GET+SET vs PICK+POKE - What's The Difference?

hostilefork · December 7, 2021, 3:31pm

In trying to think about what the fundamental pieces of this system really are, I've crept toward the idea that PICK and POKE are fundamentally cell-based operations... with no path processing.

This would mean that all path processing logic is actually driven by GET and SET, which implements itself on top of PICK and POKE.

To give you an idea of what I mean by that... let's look at a hypothetical poke of an immediate value:

>> obj: make object! [d: 21-Nov-2021/18:56:45-5:00]

>> poke obj.d 'time 12:00  ; poke receives cell bits but *not* an address
== 21-Nov-2021/12:00-5:00

>> obj
== make object! [
    d: 21-Nov-2021/18:56:45-5:00  ; no change to stored cell
]

So we see POKE has the smarts to be given the immediate value of a DATE! (which fits in 4 platform pointers), and some field (e.g. time) to produce a new DATE!. But it wasn't equipped to be able to change that original value.

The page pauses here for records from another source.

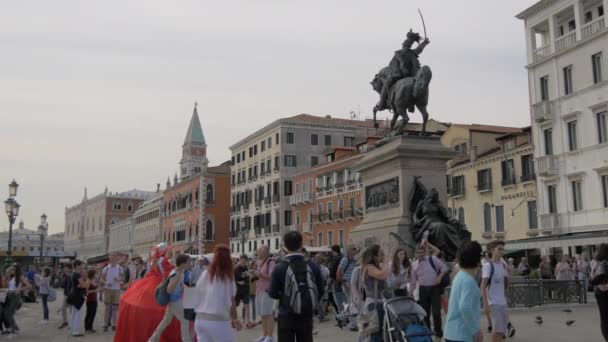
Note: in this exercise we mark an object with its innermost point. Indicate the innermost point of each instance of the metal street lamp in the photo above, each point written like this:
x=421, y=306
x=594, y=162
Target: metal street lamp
x=42, y=230
x=12, y=189
x=243, y=238
x=12, y=211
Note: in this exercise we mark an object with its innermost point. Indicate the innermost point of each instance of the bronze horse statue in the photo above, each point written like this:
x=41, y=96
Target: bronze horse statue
x=403, y=96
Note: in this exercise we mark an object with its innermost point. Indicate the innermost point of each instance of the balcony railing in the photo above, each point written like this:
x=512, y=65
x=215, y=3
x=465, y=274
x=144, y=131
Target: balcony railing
x=593, y=27
x=508, y=181
x=484, y=186
x=528, y=177
x=304, y=197
x=457, y=191
x=307, y=227
x=565, y=41
x=542, y=52
x=546, y=165
x=549, y=221
x=542, y=111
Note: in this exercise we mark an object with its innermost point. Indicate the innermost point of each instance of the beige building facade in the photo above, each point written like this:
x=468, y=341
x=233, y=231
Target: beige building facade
x=491, y=182
x=147, y=230
x=263, y=165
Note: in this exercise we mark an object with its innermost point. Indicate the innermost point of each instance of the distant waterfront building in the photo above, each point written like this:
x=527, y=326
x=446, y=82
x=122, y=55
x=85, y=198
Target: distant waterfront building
x=491, y=181
x=567, y=51
x=87, y=224
x=195, y=208
x=121, y=235
x=26, y=245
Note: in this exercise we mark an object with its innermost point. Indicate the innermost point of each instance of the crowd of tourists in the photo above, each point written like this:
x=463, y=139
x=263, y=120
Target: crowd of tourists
x=292, y=290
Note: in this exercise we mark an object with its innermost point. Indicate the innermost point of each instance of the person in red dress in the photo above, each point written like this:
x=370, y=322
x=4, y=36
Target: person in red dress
x=139, y=314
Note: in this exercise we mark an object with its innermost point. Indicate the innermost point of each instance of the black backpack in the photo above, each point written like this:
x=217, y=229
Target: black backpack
x=335, y=263
x=445, y=281
x=300, y=294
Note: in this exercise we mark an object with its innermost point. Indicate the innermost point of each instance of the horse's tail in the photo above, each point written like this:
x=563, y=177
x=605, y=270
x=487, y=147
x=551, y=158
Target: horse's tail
x=423, y=78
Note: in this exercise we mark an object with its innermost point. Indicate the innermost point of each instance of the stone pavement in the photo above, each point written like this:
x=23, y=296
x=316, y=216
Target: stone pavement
x=585, y=329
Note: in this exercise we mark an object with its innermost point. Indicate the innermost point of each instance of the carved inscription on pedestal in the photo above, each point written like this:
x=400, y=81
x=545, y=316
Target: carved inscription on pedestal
x=382, y=195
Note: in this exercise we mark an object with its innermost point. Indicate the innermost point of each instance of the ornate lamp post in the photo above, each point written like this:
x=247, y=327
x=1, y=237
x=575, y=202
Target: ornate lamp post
x=12, y=211
x=42, y=228
x=243, y=239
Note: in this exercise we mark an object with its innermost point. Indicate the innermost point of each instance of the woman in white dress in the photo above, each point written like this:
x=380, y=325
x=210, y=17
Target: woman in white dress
x=399, y=268
x=216, y=315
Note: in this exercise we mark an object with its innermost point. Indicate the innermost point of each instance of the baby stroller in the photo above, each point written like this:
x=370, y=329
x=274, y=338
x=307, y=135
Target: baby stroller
x=403, y=318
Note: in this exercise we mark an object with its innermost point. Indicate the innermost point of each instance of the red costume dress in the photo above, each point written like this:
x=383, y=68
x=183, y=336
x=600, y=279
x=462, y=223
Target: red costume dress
x=139, y=315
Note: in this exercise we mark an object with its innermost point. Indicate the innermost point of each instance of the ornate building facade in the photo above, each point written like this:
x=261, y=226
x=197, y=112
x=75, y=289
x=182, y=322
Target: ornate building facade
x=491, y=181
x=195, y=208
x=87, y=224
x=147, y=230
x=263, y=165
x=567, y=52
x=327, y=200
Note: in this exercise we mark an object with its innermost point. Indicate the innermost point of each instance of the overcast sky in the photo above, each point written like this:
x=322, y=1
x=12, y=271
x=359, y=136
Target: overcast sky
x=96, y=93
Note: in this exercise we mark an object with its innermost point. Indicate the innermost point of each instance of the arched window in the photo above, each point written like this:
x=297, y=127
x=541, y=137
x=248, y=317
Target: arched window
x=487, y=218
x=209, y=196
x=461, y=215
x=209, y=231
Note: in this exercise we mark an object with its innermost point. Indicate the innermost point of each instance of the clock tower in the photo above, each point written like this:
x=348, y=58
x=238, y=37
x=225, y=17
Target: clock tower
x=194, y=151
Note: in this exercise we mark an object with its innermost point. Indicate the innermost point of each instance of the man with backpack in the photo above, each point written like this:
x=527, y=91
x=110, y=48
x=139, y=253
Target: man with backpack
x=112, y=276
x=66, y=284
x=343, y=277
x=175, y=308
x=336, y=295
x=495, y=280
x=298, y=285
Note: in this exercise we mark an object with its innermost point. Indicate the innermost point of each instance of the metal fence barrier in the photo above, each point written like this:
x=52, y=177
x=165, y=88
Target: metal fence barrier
x=533, y=292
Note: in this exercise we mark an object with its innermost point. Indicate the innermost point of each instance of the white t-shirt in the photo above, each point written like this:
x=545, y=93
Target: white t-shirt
x=215, y=298
x=496, y=289
x=324, y=272
x=12, y=284
x=112, y=277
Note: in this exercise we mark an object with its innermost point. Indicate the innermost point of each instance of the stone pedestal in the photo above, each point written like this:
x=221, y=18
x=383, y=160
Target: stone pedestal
x=388, y=174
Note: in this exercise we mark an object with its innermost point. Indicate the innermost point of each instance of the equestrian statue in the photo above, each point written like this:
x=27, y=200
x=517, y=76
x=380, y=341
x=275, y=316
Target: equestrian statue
x=404, y=85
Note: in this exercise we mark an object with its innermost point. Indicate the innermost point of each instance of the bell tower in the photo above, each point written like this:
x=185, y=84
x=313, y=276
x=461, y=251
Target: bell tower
x=194, y=151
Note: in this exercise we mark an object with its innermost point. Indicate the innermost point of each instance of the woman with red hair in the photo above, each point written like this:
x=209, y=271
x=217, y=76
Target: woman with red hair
x=216, y=315
x=138, y=313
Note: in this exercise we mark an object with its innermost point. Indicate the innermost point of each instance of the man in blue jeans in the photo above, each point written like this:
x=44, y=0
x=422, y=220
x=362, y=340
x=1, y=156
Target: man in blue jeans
x=294, y=326
x=175, y=288
x=345, y=271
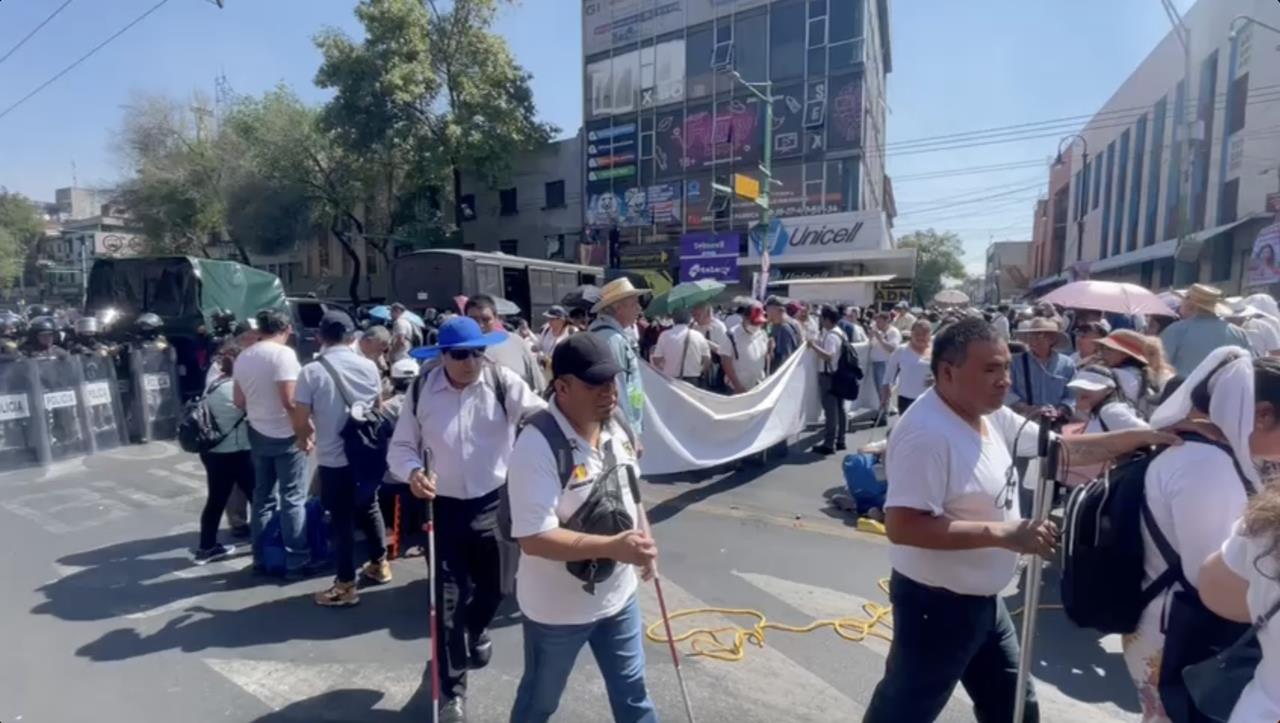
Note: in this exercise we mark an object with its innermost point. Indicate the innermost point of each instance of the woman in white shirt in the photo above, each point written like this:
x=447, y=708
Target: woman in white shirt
x=1242, y=582
x=1196, y=493
x=909, y=367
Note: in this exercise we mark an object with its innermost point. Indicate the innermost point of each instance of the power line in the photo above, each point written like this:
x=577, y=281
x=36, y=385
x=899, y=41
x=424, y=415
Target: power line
x=36, y=30
x=82, y=58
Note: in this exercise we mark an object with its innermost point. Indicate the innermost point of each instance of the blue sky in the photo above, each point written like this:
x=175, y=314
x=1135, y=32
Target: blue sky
x=956, y=67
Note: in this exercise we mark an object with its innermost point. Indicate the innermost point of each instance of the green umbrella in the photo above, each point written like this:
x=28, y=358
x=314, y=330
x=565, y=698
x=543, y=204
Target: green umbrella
x=684, y=296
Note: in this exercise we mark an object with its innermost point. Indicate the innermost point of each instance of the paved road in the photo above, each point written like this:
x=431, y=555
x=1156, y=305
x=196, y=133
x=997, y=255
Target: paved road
x=105, y=618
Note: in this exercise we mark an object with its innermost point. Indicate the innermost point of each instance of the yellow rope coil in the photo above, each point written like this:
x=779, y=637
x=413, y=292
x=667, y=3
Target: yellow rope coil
x=711, y=643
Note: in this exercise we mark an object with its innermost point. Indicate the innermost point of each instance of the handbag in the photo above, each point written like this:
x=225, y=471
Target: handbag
x=1215, y=685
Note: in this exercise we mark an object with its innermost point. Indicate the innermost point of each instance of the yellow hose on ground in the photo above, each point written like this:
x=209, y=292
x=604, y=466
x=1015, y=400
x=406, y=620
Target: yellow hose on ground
x=711, y=643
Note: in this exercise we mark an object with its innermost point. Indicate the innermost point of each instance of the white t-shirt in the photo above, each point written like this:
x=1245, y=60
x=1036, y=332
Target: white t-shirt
x=1196, y=497
x=1260, y=703
x=257, y=370
x=545, y=591
x=750, y=351
x=941, y=465
x=670, y=351
x=912, y=370
x=892, y=337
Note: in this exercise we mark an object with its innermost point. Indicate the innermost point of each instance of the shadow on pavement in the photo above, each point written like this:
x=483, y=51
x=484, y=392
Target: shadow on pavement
x=668, y=508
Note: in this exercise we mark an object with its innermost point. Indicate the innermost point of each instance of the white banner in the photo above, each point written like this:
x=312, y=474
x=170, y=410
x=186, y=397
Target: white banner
x=686, y=428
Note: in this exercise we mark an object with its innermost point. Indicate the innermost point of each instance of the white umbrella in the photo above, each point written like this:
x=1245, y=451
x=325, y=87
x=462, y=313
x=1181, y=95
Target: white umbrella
x=1109, y=296
x=951, y=296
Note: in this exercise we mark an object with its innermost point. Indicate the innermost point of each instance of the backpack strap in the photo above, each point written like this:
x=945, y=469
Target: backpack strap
x=561, y=447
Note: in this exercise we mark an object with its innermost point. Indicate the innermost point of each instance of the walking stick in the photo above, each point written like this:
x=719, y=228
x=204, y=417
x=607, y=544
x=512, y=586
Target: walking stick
x=434, y=612
x=1041, y=502
x=666, y=623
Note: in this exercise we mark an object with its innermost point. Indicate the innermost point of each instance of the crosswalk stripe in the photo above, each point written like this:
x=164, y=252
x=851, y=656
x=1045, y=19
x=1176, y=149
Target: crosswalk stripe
x=826, y=603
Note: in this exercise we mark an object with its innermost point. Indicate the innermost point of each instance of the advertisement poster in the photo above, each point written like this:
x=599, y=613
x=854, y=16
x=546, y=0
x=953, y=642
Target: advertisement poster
x=635, y=206
x=1264, y=265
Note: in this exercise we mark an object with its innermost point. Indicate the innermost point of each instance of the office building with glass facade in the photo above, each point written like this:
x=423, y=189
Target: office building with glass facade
x=667, y=114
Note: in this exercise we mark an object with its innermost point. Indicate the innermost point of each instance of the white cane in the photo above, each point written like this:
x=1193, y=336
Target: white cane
x=1041, y=502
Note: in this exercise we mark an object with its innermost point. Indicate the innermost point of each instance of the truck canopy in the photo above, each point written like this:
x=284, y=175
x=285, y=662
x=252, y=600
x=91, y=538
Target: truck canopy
x=183, y=291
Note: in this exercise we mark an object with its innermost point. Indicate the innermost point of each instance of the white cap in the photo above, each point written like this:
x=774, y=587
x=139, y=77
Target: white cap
x=405, y=369
x=1091, y=381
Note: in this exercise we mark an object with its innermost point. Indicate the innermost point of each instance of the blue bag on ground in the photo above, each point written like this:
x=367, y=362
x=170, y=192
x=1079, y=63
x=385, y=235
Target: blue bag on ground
x=863, y=485
x=274, y=557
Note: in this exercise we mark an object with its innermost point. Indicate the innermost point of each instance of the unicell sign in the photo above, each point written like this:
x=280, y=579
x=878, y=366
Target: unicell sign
x=817, y=239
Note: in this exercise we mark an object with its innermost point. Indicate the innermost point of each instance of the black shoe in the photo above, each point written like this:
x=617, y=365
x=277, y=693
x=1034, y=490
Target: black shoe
x=480, y=653
x=453, y=710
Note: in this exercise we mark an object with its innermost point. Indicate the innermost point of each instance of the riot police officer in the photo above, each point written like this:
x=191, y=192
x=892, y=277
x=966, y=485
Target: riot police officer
x=42, y=339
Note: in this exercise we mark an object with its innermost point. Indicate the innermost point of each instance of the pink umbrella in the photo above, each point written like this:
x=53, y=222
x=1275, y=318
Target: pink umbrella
x=1109, y=296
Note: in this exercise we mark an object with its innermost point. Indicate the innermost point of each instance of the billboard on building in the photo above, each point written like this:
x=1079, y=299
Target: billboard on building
x=812, y=239
x=1265, y=262
x=607, y=23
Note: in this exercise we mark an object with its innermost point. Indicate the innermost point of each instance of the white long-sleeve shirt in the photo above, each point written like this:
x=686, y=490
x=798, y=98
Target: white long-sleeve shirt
x=469, y=435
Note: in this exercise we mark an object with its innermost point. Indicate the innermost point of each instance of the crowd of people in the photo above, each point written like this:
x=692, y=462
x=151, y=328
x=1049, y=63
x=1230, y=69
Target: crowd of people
x=562, y=530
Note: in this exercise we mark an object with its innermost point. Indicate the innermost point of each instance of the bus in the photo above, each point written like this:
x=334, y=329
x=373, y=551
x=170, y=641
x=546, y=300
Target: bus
x=434, y=278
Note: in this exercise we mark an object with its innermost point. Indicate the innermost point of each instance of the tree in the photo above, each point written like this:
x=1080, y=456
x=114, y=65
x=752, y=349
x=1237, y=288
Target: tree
x=21, y=228
x=938, y=256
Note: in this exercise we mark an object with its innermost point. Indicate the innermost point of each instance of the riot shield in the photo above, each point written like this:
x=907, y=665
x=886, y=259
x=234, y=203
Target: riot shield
x=155, y=393
x=59, y=380
x=103, y=406
x=21, y=436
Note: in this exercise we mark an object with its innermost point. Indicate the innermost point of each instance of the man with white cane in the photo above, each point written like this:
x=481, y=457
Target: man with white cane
x=956, y=531
x=574, y=498
x=462, y=415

It may be that this specific case should give an error if you use it without a flag showing that you know you're not changing anything.

>> poke obj.d 'time 12:00
** Error: DATE! will not be mutated via POKE, use /IMMEDIATE if this is ok

>> poke/immediate obj.d 'time 12:00
== 21-Nov-2021/12:00-5:00

But the idea would be that when you use a SET-WORD! or a SET, the translation is different:

obj.d.time: 12:00  -or-  set 'obj.d.time 12:00
=>
poke obj 'd (poke (pick obj 'd) 'time 12:00)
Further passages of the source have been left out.